Chemists and engineers at Harvard University have made robust circuits from minuscule nanowires that align themselves on a chip of glass during low-temperature fabrication, creating rudimentary electronic devices that offer solid performance without high-temperature production or high-priced silicon.
The researchers, led by chemist Charles M. Lieber and engineer Donhee Ham, produced circuits at low temperature by running a nanowire-laced solution over a glass substrate, followed by regular photolithography to etch the pattern of a circuit. Their merging of low-temperature fabrication and nanowires in a high-performance electronic device is described this week in the journal Nature.

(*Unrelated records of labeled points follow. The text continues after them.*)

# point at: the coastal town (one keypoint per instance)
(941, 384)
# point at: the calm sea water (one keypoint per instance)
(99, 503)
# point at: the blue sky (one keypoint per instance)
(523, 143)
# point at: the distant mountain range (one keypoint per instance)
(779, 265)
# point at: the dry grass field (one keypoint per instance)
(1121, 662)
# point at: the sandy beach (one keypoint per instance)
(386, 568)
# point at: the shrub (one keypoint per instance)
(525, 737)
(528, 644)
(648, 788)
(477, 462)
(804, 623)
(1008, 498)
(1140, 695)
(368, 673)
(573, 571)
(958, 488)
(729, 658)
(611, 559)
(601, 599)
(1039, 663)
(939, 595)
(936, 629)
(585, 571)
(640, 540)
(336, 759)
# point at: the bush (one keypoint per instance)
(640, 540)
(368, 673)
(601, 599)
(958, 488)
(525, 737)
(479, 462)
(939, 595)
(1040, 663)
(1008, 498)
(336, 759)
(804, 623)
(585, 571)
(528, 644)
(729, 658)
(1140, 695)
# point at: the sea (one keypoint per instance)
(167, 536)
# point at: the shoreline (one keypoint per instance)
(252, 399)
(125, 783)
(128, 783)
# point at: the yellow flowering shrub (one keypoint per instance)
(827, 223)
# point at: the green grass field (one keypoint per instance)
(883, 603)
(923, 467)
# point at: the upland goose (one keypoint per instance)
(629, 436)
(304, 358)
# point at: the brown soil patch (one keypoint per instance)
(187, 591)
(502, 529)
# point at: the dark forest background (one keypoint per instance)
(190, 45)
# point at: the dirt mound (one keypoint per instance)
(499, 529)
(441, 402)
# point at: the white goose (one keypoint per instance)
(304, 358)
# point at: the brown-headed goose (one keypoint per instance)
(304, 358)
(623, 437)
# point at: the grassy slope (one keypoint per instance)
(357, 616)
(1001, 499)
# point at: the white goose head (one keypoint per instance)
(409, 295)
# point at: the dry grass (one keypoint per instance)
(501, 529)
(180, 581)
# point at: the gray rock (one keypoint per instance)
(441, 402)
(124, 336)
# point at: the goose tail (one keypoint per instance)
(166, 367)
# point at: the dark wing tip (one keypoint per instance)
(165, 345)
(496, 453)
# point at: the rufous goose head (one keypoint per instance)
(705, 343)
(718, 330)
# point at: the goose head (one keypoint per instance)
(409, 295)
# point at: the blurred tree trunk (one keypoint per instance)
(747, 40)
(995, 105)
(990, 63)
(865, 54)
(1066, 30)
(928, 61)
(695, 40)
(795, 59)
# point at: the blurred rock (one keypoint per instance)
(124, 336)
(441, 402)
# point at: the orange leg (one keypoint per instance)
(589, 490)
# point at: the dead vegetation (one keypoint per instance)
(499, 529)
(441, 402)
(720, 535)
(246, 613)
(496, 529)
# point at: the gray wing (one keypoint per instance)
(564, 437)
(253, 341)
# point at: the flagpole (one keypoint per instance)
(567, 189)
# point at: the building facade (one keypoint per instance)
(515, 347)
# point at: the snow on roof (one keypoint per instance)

“By using common, lightweight and low-cost materials such as glass or even plastic as substrates, these nanowire circuits could make computing devices ubiquitous, allowing powerful electronics to permeate all aspects of living,” says Lieber, the Mark Hyman Jr. Professor of Chemistry in Harvard’s Faculty of Arts and Sciences. “Because this technique can create a high-quality circuit at low temperatures, it could be a technology that finally decouples quality electronics from single crystal silicon wafers, which are resilient during high-temperature fabrication but also very expensive.”
Lieber, Ham, and colleagues used their technique to produce nanowire-based logical inverters and ring oscillators, which are inverters in series. The ring oscillator devices, which are critical for virtually all digital electronics, performed considerably better than comparable ring oscillators produced at low temperatures using organic semiconductors, achieving a speed roughly 20 times faster. The nanowire-derived ring oscillators reached a speed of 11.7 megahertz, outpacing by a factor of roughly 10,000 the excruciatingly slow performance attained by other nanomaterial circuits.